İş Güvenliği Uzmanları Derneği’nden Hakan Göçer şöyle aktarıyor: “6331 İş Sıhhati ve Güvenliği Kanunu tarım emekçilerinin sıhhat nezaretlerini zarurî tutuyor. Tarım emekçileri bu kanun ile muhafaza altında. Lakin kendi ismine çalışan çiftçiler bu kanunun dışında tutuluyor. Çiftçinin kendi sıhhat nezaretini yapması gerekiyor. Bilgi yetersizliği nedeni ile bu çiftçilerde maruziyet fazla oluyor. Tarım çalışanlarının pestisitlere kronik maruz kalması, Toplumsal Güvenlik Kurumu tarafından meslek hastalığı olarak tanımlanıyor. İşgöremezlik ve maluliyet tazminatı formunda haklar veriliyor.
Fakat meslek hastalıklarına ülkemizde tabipler tarafından teşhis konulmasında sorunlar yaşanıyor.
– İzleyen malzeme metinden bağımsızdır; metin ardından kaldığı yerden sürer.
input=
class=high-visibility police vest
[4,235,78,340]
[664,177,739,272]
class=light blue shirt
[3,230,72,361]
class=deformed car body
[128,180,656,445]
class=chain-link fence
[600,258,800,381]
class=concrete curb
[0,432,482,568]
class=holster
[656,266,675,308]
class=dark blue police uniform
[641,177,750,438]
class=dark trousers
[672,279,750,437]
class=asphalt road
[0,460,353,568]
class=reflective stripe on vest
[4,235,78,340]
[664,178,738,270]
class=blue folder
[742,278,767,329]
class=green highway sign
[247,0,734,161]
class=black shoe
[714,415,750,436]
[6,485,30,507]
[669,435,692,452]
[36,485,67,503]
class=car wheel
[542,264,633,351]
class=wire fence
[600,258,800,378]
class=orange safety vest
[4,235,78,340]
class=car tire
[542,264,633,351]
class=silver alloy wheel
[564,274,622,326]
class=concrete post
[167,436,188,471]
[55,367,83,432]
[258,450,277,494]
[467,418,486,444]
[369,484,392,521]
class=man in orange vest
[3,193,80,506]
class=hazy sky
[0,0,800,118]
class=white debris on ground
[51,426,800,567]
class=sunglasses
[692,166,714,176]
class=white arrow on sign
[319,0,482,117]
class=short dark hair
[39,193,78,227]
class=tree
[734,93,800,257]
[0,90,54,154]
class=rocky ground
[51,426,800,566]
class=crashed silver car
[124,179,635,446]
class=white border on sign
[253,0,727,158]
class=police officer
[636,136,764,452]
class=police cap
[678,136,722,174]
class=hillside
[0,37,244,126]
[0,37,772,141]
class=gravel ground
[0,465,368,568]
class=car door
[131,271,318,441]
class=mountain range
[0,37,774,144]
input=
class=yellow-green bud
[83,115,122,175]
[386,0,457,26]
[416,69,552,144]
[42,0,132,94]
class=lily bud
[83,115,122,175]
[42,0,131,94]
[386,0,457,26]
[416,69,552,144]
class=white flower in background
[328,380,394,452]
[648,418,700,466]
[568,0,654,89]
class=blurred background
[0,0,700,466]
Tabibin hastanın ne işle uğraştığını sormaması nedeni ile uzun müddet meslek hastalığı tanısı atlanıyor. Kendi namına çalışan çalışanların muhafaza önlemlerinin kendisinden beklenmesi buradaki maruziyeti artırmaktadır. Bu mevzuda mevzuat düzenlemesine, eğitimler ve sertifikasyon programlarına muhtaçlık var.”